TITLE=Construction of a Ferroptosis-Related Nine-lncRNA Signature for Predicting Prognosis and Immune Response in Hepatocellular Carcinoma

JOURNAL=Frontiers in Immunology

VOLUME=Volume 12 - 2021

YEAR=2021

URL=https://www.frontiersin.org/journals/immunology/articles/10.3389/fimmu.2021.719175

DOI=10.3389/fimmu.2021.719175

ISSN=1664-3224

ABSTRACT=Ferroptosis is an iron-dependent cell death process that plays important regulatory roles in the occurrence and development of cancers, including hepatocellular carcinoma (HCC). Moreover, the molecular events surrounding aberrantly expressed long non-coding RNAs (lncRNAs) that drive HCC initiation and progression have attracted increasing attention. However, the research on ferroptosis-related lncRNA prognostic signature in patients with HCC is still lacking. In this study, the association between differentially expressed lncRNAs and ferroptosis-related genes, in 374 HCC and 50 normal hepatic samples obtained from TCGA, was evaluated using Pearson test, thereby identifying 24 ferroptosis-related differentially expressed lncRNAs. The least absolute shrinkage and selection operator (LASSO) algorithm and Cox regression model were used to construct and validate a prognostic risk score model from both TCGA training dataset and GEO testing dataset (GSE40144). Nine lncRNA-based signature (CTD-2033A16.3, CTD-2116N20.1, CTD-2510F5.4, DDX11-AS1, LINC00942, LINC01224, LINC01231, LINC01508 and ZFPM2-AS1) was identified as the ferroptosis-related prognostic model for HCC, independent of multiple clinicopathological parameters. In addition, HCC patients were divided into high-risk and low-risk groups according to the nine-lncRNA prognostic signature. GSEA enrichment analysis revealed that the lncRNA-based signature might regulate the HCC immune microenvironment by interfering with the tumor necrosis factor α (TNFα)/nuclear factor kappa-B (NFκB), interleukin 2 (IL2)/signal transducers and activators of transcription 5 (STAT5) and cytokine/cytokine receptor signaling pathways.
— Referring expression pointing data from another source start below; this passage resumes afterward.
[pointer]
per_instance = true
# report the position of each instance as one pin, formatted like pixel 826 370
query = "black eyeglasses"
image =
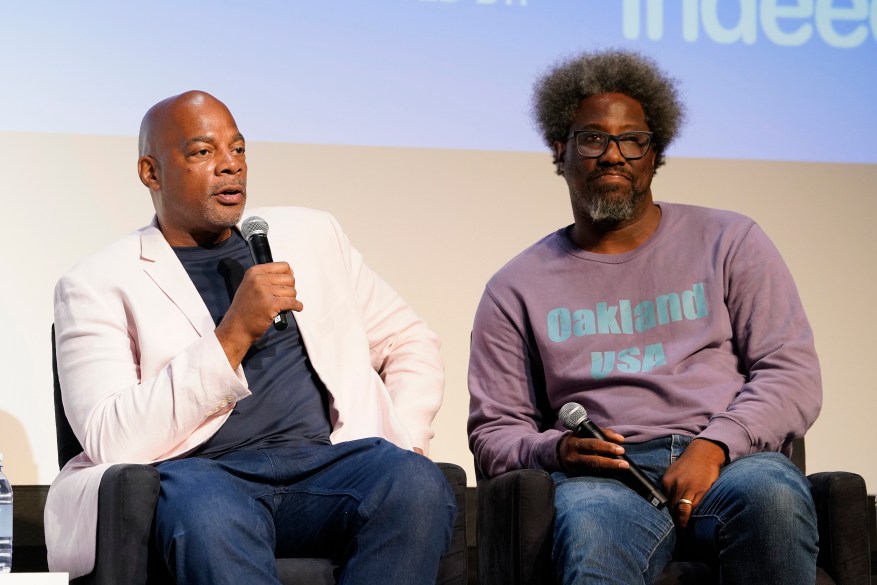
pixel 593 143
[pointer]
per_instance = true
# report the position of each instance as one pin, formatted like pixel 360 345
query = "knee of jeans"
pixel 777 493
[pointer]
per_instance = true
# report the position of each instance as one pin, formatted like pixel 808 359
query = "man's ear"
pixel 559 152
pixel 147 169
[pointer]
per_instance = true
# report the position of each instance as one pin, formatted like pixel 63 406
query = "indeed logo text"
pixel 844 24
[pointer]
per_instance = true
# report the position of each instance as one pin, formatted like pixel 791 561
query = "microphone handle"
pixel 261 252
pixel 641 484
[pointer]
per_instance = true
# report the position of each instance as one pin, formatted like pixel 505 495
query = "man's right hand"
pixel 579 456
pixel 265 291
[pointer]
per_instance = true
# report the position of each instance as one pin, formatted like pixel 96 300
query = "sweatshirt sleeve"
pixel 504 417
pixel 782 393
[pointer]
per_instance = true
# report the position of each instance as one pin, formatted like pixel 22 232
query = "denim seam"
pixel 658 543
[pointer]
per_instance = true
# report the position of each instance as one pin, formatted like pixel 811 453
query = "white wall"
pixel 436 224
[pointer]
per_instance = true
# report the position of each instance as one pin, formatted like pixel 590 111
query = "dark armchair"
pixel 126 505
pixel 515 521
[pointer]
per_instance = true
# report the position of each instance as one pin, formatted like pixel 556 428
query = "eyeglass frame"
pixel 611 138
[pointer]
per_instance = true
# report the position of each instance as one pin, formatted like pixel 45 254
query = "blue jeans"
pixel 757 524
pixel 384 514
Infiltrating immune cell subtypes, such as resting memory CD4(+) T cells, follicular helper T cells, regulatory T cells and M0 macrophages, were all significantly different between high-risk group and low-risk group as indicated in the Spearmant’s correlation analysis. Moreover, a substantial increase in the expression of B7H3 immune checkpoint molecule was found in the high-risk group. Our findings provided a promising insight into ferroptosis-related lncRNAs in HCC, and provided a personalized prediction tool for prognosis and immune responses in patients.